As this is a holiday weekend and I am in the middle of prepping for our youngest child's college graduation party I am recycling an old essay on Memorial Day. For my non-United States readers - Memorial Day is the day we dedicate to remembering those who have died in military service. Of course, it has also become a day to remember everyone who has passed. The day was originally named Decoration Day. All military graves were adorned with small flags. In our family we made yearly trips with trunkloads of flowers to place on family graves. But, because this is a little more serious essay than I normally post I would like to leave you with this: If you do an internet search for 'screaming dead comedian' you will, in fact, get information on Sam Kinison. Who is an odd choice of person to be thinking about at 7:05 AM on a Sunday when I should be dusting and vacuuming and running to the store...And, on that note I will leave you with:
Marigolds, petunias and geraniums. That is the hierarchy, the rank, if you will of which flower goes on which grave. Marigolds are for the distant relatives, the ones that have been gone the longest. Petunias are for the next in line- cousins, step family and 'the baby graves'. Geraniums go to the top ranking relatives – parents, grandparents, the favorite Aunts and Uncles. They also go on the yet to be filled graves that belong to the double headstone relatives. The ones that plan to be buried next to their spouse (or favorite spouse in the case of one Aunt) but who may not be quite dead yet.
I learned this class system early in my childhood. Every May I would accompany my Mom on a tour of The Cemeteries. We would pack the trunk of the car with jugs of water, small garden shovels and flats of fresh flowering plants. East Cemetery was mostly Mom's relatives. The West Cemetery mostly Dad's. It was also the final resting place of those sad yet scary 'baby graves'. I always preferred the West Cemetery. It sat on the top of a large hill – nearly unheard of in the middle of Cornfield Illinois, and felt spacious and airy. The East Cemetery felt older, more enclosed with its large oak trees and winding gravel paths. Plus, from the top of the West Cemetery I could almost make out my grandparents farm and it was fun to see the place where I had many adventures from a different vantage point.
The Decoration Day ritual was an adventure when I was young. It became a chore when I grew older. When we had to drive ninety minutes to reach the cemeteries it was the definition of dread. Yet, as we began to divide up the flowers and dig the holes and soak them with water my attitude changed. Mom would tell the stories: this was the great great uncle from the Civil War, here was The Favorite Aunt's second husband, who ran out the back door when her first came in the front. Over that hill was the sweet great grandma, who's husband was murdered in a robbery. And here is the resting place of grandma's sister. She was never given the title of Aunt. A child who dies at the age of five because it took too long to acquire treatment for rabies earns a special place in history instead. One after another, the headstones would be anointed with history and flora. If Mom took too long to get to a favorite story we would ask. 'Now who did those babies belong too?' 'Which one of these guys died from a ruptured appendix?' Leftover flowers would go on some of the plain stones in 'Potter's Field' where the drunk was buried. Seriously, how can you not remember a guy named 'Commodore'.
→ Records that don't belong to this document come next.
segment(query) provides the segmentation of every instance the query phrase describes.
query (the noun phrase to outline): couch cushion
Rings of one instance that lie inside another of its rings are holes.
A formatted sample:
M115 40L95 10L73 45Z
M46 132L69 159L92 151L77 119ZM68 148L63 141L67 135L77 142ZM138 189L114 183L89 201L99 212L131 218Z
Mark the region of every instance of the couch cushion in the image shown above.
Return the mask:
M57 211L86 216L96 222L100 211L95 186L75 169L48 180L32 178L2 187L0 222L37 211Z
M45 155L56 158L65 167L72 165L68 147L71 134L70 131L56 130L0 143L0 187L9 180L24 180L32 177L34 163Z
The decorating needed to be done well in advance of the holiday so everyone could see that there were still living family around. But not too early – the flowers had to stay fresh. Heaven forbid we use those 'tacky' plastic flowers and don't get me started on the horrifying pictures which sprang into my overactive brain at the mention of 'grave blankets'. After walking gingerly around the stones, diligently placing the correct flower in its place we would stop and survey a large empty space on the eastern slope of the West Cemetery. There - enough empty grave sites for each of their immediate family. Here, it was noted, was where my Grandparents had saved us places.
It has been many years since I went on the grave decorating expedition. I do take the opportunity each year to share with our kids the stories these trips bring to mind. However, I have omitted the information regarding the available graves. Frankly, I prefer to take my chances with the seating arrangement for my eternal rest.
And also... I prefer daisies.
Memorial Day is also one of the most dangerous holidays on the road. PLEASE WEAR YOUR SEATBELT AND DRIVE RESPONSIBLY! Don't let your holiday end like this:
|Amazingly everyone walked away alive with only a few broken ribs and a dinged up hand and knee. All drivers and passengers involved were wearing their seatbelts. They did, however, screw up the delicious dinner I was cooking.